Katanya sambal melangkah mendekati pintu kamar rawat tanpa sedikit pun melirik
ke Varis yang sedang terbaring.
Kedua orang
tua paruh baya itu hanya bisa saling tatap tanpa bisa mencegah keberangkatan
putrinya. Dalam pikirannya berkecamuk bagaimana cara memutuskan pertunangan
anaknya. Dia terlalu segan dengan kebaikan dan keramah tamahan keluarga Varis.
Hubungan kedua keluarga selama ini terjalin dengan baik. Demikian juga dengan
kerja sama perusahannya. Terlalu banyak kebaikan yang dia terima dari keluarga
Varis. Tapi mau bagaimana anaknya malah memilih pergi dan tak mau melanjutkan
pertunangannya.
Hening
beberapa saat setelah kepergian Sherina, pecah dengan suara salam dari Bu Valerina
Atma Wijaya yang baru datang. Sambil menjawab salam kedua orang paruh baya itu melirik
melihat kearah pintu yang terbuka.
“Varen kamu
datang?” Ibu Melani mendekati pintu dan memeluk Valerina. Keduanya berpelukan dan
melelehkan air mata, menuntaskan rindu dan kesedihan dengan cobaan yang menimpa.

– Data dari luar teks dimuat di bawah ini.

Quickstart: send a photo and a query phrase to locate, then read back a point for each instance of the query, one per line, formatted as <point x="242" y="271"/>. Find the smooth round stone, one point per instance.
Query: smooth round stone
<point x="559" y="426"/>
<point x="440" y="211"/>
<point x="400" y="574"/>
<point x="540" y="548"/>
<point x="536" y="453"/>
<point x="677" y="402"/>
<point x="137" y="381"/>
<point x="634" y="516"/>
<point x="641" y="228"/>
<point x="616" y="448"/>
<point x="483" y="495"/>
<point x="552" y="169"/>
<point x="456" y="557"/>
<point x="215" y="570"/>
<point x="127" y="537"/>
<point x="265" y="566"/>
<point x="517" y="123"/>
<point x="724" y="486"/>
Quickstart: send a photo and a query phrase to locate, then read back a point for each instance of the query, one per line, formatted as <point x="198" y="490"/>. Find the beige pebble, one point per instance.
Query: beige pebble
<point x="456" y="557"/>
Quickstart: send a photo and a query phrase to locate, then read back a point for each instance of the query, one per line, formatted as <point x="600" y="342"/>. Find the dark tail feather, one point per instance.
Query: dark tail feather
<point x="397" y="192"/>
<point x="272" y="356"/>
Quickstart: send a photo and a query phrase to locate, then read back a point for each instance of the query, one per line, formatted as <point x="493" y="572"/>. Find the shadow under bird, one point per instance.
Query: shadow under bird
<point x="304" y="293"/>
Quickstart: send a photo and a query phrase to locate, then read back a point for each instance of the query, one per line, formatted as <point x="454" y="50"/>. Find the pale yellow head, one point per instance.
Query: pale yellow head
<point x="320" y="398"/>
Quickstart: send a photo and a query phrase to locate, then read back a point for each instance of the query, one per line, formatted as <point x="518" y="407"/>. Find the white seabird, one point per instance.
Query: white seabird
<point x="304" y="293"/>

Ibu Melani mengusap-usap punggung Ibu Valerina memberi kekuatan dan semangat.
Setelah beberapa
saat keduanya merenggangkan pelukan. Ibu Valerina menangkupkan kedua telapak
tangannya di depan dada sambal mengangguk dihadapan Pak Anggoro Pamungkas
sebagai ungkapan salamnya. Dan dibalas oleh Pak Anggoro dengan perlakuan yang
sama. Lalu keduanya duduk berhadapan. Disusul Bu Melani yang membantu
memindahkan bawaan Bu Valerina dan duduk disamping suaminya.
“Sudah lama
disini?” Tanya Bu Valerina pada tamunya.
“Emmhh
mungkin ada sekitar tiga puluh menit yang lalu” Jawab Bu Melani.
“Oh maaf
menunggu lama, tadi belanja dulu karena kemarin kesini tanpa persiapan apa-apa.
Langsung dari Beijing tidak mampir dulu ke rumah. Jadi yah banyak yang
diperlukan dan harus dibeli. Eh ngomong-ngomong dimana Sherin?” Tanya Bu
Valerina kepada kedua tamunya.
Mendapat pertanyaan
seperti itu keduanya terdiam bingung bagaimana menjelaskannya. Wajahnya tegang,
keduanya saling tatap meminta bantuan penjelasan. Untuk beberapa saat keduanya
hanya bisa membisu tanpa mampu mengeluarkan suara.